Годы нас не изменили. Мы дошли до ее дома. Она быстро приготовила поесть, добавив к мясу, по ее словам, это самое бордо из уже открытой бутылки, что, по ее словам, было просто преступлением. Потом мы сидели все на той же кушетке. Все та же кошка. Те же бокалы, тот же стол, унаследованный от родителей. «Из Питер-Купер-Виллиджа, да?» — спросил я. «Из Питер-Купер-Виллиджа», — повторила она, чтобы показать, что она помнит, что я помню, и ее это больше не впечатляет. А что, кто-то умер? Ну и вопрос! Нет, никто не умер. А что этот большой черный веер, напоминавший возмущенного ворона, которого поймали, выпотрошили и набили ватой, не дав до конца умереть? С ним пришлось расстаться. А как там последний сожитель — точнее, сожители? — исправился я. Ничего интересного. Ну, тут ничего нового, заметил я. Она улыбнулась, я улыбнулся. «Ты хочешь сказать — между нами?» Как здорово ей удается отыскивать невысказанные смыслы, которые сам я не решаюсь облечь в слова. «Я все та же, а ты?» — спросила она, будто упоминая о старой приятельнице, которую я мог и подзабыть. «Нисколько не изменился, — ответил я. — Не менялся и не собираюсь». — «Я так и думала», — сказала она. «И я не про внешность». — «Я знаю, про что ты».

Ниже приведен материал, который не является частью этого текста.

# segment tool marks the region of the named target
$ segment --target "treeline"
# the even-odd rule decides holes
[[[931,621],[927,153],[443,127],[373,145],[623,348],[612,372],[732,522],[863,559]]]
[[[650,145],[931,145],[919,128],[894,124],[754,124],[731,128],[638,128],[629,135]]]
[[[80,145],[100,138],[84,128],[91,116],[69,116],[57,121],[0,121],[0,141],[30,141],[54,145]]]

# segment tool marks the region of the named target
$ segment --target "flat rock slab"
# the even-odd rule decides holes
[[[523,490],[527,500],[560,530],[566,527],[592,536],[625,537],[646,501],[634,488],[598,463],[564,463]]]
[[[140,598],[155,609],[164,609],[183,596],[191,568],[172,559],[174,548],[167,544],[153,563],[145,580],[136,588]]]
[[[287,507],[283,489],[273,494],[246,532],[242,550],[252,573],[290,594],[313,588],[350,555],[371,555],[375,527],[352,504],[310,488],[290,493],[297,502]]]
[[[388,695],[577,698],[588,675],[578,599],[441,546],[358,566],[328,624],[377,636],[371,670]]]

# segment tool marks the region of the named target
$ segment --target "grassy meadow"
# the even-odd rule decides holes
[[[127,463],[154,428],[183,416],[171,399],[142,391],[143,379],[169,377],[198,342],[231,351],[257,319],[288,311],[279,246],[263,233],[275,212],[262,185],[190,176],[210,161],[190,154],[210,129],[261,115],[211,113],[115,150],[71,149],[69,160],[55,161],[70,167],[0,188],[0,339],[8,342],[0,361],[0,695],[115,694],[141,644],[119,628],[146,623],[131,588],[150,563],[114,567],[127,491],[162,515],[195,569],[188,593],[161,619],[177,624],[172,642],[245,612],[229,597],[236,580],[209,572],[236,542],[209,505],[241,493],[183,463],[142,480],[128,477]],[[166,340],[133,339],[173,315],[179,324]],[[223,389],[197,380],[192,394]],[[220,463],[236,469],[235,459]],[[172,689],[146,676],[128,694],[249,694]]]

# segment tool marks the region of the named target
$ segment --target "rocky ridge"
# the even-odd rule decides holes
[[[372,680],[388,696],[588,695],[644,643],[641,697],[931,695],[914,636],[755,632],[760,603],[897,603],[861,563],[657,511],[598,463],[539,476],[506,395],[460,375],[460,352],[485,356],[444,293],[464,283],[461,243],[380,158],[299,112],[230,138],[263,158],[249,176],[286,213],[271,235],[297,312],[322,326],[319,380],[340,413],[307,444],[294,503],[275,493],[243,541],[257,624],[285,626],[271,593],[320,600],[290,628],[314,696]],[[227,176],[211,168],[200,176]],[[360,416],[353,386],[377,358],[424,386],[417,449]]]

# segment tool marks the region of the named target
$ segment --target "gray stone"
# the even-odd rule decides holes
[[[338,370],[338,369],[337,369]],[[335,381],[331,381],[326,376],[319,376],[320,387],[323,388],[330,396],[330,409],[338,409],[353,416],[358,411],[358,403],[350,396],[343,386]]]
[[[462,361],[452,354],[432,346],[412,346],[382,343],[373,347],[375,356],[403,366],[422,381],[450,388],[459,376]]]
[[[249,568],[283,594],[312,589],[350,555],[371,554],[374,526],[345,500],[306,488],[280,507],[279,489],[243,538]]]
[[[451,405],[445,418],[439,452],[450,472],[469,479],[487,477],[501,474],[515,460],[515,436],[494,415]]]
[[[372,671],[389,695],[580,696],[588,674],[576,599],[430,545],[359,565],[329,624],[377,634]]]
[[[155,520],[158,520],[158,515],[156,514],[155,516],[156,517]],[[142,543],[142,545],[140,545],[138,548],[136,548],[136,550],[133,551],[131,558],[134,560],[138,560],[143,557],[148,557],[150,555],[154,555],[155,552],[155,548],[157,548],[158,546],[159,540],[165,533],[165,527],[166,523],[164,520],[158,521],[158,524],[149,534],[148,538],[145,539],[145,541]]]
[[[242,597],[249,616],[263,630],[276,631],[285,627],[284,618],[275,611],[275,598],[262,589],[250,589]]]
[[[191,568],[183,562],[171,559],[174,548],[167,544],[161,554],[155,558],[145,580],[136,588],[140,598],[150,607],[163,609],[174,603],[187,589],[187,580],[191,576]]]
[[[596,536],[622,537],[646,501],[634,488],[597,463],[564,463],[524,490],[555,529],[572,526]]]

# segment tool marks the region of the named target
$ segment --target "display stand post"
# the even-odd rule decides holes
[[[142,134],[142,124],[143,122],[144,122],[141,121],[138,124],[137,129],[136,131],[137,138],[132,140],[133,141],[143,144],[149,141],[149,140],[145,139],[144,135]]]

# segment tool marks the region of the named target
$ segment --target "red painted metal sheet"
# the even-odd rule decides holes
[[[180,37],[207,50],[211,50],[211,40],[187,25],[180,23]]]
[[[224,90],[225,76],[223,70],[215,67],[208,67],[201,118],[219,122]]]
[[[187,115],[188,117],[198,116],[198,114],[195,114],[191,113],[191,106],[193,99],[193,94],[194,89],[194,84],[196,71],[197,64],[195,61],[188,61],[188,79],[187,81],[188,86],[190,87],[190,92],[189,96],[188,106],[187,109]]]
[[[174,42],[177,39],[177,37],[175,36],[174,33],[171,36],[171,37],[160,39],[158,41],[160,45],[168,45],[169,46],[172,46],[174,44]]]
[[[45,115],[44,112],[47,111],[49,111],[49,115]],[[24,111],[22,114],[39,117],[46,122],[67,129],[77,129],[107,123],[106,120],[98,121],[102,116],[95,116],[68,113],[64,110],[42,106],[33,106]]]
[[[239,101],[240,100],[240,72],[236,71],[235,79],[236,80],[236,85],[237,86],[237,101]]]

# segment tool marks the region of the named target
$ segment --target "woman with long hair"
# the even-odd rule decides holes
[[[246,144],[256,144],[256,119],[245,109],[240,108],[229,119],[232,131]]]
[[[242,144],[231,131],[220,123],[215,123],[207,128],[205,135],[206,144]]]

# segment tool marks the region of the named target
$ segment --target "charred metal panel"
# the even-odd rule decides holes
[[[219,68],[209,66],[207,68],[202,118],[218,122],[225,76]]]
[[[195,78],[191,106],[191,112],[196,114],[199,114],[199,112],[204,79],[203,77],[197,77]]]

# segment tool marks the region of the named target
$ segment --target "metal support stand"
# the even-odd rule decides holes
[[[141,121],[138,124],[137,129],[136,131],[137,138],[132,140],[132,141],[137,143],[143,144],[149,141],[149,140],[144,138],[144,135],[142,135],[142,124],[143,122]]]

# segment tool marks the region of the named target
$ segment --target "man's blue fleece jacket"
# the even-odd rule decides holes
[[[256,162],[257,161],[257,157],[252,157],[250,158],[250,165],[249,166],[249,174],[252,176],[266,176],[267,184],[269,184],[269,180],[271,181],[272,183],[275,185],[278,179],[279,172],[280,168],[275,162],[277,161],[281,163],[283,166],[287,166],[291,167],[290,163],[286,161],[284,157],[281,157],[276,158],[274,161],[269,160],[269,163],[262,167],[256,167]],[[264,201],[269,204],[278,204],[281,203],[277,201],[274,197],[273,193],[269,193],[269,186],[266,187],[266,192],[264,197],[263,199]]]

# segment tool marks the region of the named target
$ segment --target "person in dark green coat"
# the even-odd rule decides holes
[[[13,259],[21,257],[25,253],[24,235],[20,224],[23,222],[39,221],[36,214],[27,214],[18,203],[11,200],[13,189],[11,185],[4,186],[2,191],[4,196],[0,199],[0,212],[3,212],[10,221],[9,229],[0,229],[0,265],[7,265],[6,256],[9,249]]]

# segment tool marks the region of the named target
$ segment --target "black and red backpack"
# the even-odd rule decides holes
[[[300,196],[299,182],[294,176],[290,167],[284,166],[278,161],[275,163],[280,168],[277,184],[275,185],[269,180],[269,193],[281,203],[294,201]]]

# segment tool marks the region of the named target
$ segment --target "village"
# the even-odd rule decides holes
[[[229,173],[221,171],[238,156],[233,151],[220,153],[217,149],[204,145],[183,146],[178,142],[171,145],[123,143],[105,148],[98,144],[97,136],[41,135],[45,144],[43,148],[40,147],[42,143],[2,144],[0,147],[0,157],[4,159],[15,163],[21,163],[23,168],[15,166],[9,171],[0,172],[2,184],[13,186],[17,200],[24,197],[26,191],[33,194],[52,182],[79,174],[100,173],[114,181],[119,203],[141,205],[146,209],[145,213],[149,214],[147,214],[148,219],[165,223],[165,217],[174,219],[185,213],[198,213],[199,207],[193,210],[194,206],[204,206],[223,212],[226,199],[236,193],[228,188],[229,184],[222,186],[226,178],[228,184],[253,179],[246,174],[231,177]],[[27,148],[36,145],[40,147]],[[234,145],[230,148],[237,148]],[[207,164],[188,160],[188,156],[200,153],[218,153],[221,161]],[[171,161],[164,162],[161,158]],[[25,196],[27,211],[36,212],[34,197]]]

Наша смущенная зачаточная улыбка досказала оставшееся. Она стояла у кухонной двери с бокалом в руке. Кончилось тем, что я сдался, сдаться мне хотелось с самого начала. То, что я поцеловал ее прямо сейчас, не дожидаясь подходящего момента, сообщило всему эротический, едва ли не непристойный преждевременный азарт. Она страстно вернула поцелуй. Наверное, потому что целоваться было проще, чем говорить. Я хотел сказать, что ждал этого много лет, что не выдержу еще четыре года, если этот раз — последний. Но мы были слишком счастливы, чтобы говорить.
Два дня. Потом мы поссорились. В субботу вечером я захотел сходить в кино, а ей больше хотелось в воскресенье днем. По субботам народу слишком много, сказала она. Но мне именно поэтому и нравится ходить в кино по субботам. Я люблю, когда много зрителей. А днем в воскресенье там уныло. Кроме того, ненавижу выходить из кинотеатра в хмурый закат воскресенья, которое катится к неминуемой смерти. Оба стояли насмерть. Сдаться было просто, но не один не сдавался, и чем отчаяннее мы упирались, тем труднее было уступить. В тот вечер я из вредности пошел в кино один, оттуда отправился к себе и не стал ей звонить. На следующий день она сходила на тот же фильм и не позвонила тоже. Краткое объяснение по электронной почте в понедельник утром продлилось минуты две. Потом переписка замерла.
При следующем нашем разговоре ни один не смог вспомнить, по поводу какого фильма мы разругались в тот давний день четыре года назад. Было смешно. Видимо, у нас назрело, сказал я, пытаясь замылить этот эпизод и загладить наше нелепое поведение — мое поведение, поправился я. Ей представлялось, что есть слова поточнее, чем «назрело». «Сглупили»? Безусловно. Ты или я? — спросил я, пытаясь добавить перца в разговор и оставляя за ней право сделать первый выстрел. «Ты, разумеется». А потом, поскольку первый гол забит: «Но, наверное, и я тоже», — сказала она. А может, мы тогда просто задирались по своему обыкновению.
Комната в квартире на Верхнем Вест-Сайде была забита народом, шум стоял оглушительный. Она хотела познакомить меня с мужем — он находился в соседней, такой же набитой комнате. «А ты?» — спросила она, явно имея в виду: ты тоже с кем-то пришел? Я с Манфредом. Он тоже здесь? Она улыбнулась, я улыбнулся в ответ. А потом мы посмотрели друг на друга и, не стерпев повисшего между нами вежливого молчания, прыснули от хохота. Смеялись мы не над моей жизнью с Манфредом, хотя, возможно, именно смех и был лучшим способом поднять эту тему. Мы хохотали, потому что моментально поняли: каждый исподтишка следил за жизнью другого. Я знал про ее замужество, она знала про Манфреда. Возможно, смеялись мы просто из-за той легкости, с которой общаемся вот так, по-дружески, после того нашего расставания.